After four operations on injury problems which can be traced back to the last of his 14 Major victories almost a decade ago, Tiger Woods showed at the Hero World Challenge this week that he is back – and that is exciting.
Woods, who finished tied for ninth in his first competitive 72 holes this year, said he felt that his swing was unimpeded for the first time in years, following chronic back difficulties.
The speed that he was generating was astonishing, up there with any of the other guys in what was a high-quality field in the Bahamas. He looked in great shape too; muscular but without too much body-building bulk.
The most encouraging aspect of his comeback, however, was the sheer quality of his game: with 17 birdies and two eagles, Tiger was averaging more than five birdies a round. He was fantastic and his nerve looked to be good too.
He was better than I had expected him to be and it’s brilliant to hear he’s going to give it everything next year. I’m certainly more confident now that he can get through a whole season.
Woods has had his ups and downs on and off the course but he is still Tiger and we may never again see the like of the golf that he produced during the late 1990s and 2000s. He is a megastar and his return is wonderful news for all of the game.
His fellow players will love it.
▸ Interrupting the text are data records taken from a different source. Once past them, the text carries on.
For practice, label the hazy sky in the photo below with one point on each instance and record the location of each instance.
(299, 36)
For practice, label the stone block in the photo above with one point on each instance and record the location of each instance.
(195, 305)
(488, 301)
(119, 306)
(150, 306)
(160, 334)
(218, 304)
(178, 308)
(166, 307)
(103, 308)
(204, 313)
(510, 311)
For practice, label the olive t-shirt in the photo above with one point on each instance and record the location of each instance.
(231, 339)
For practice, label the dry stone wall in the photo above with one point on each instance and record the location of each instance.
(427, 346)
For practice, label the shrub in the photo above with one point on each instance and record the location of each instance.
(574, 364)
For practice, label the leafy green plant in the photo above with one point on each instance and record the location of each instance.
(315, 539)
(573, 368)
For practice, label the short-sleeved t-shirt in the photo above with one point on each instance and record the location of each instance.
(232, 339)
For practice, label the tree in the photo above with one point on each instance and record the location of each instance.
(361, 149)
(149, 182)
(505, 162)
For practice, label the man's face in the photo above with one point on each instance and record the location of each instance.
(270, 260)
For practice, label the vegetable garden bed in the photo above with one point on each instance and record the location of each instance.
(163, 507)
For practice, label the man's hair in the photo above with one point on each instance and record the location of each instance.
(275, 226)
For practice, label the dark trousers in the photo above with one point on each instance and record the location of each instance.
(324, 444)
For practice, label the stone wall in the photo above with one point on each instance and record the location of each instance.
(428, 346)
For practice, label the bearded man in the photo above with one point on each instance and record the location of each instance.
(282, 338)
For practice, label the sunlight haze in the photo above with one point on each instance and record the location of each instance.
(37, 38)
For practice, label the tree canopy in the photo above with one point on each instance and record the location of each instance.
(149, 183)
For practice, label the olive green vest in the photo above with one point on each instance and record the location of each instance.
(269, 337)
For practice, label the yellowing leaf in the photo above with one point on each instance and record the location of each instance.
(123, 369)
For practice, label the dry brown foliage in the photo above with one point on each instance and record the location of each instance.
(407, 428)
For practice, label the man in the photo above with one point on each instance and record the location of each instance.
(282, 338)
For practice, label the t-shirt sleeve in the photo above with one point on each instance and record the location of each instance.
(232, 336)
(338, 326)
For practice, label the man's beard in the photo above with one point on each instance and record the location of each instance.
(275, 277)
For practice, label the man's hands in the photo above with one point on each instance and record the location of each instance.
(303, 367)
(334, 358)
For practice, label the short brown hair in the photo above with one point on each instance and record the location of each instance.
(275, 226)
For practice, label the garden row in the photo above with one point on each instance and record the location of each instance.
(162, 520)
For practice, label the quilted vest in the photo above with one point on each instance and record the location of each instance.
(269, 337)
Many of the younger players on tour may not have seem him in action first hand; now they are getting to play alongside him.
It remains to be seen whether Woods adds to his 79 PGA Tour titles – he is just three short of Sam Snead’s record tally – but his performance over the last few days makes me think he can certainly challenge for tournaments again and maybe even Majors.
He’s still only 41; I’m not putting myself in his bracket but my best season was at 43 and Tiger is a lot fitter than I was.
There is also a Ryder Cup to qualify for and his stint as vice-captain on the winning United States team last time will only have fuelled his desire to be part of next year’s contest in France.
Neither Woods nor anybody else could really get close to Rickie Fowler on Sunday as his streak of eight birdies in the first nine holes propelled him past overnight leader Charley Hoffman.
Hoffman had a poor start and an 18-man field is not the biggest but you still have to shoot the numbers and Fowler was fantastic on his way to an 18-under-par total and a four-shot win at the Hero World Challenge.
When Fowler is hot he is red-hot. He is also probably the best player out there now without a Major to his name. The success of compatriots Justin Thomas and Brooks Koepka will have buoyed and annoyed him.
He was top five at the US Open and US PGA this year; he could be in for a big 2018.
Recently-crowned Race To Dubai winner Tommy Fleetwood showed he can compete with the best of them by finishing in a share of third behind Hoffman.
Fellow Englishman Justin Rose, who was able to drive to the range in his own golf buggy from his nearby home in the Bahamas, was tied for fifth.
I nearly fell out of my seat when I was watching the week’s European Tour event in Mauritius, where eventual winner Dylan Frittelli at one stage consulted a compass before playing a shot.
Compasses were outlawed but the rules were changed in 2016 and now they can be used to help decide where to aim if you know the wind is blowing in a certain direction. What’s wrong with wetting your finger?
We’ve been talking about slow play being a problem for decades but things like this and green books are hindrances. It needs to be looked it.
Compasses aside, it was a great second win on the tour for Frittelli, who has been spoken about as a successor to the likes of Ernie Els for a few years now in his native South Africa. The 27-year-old looks to be well on his way.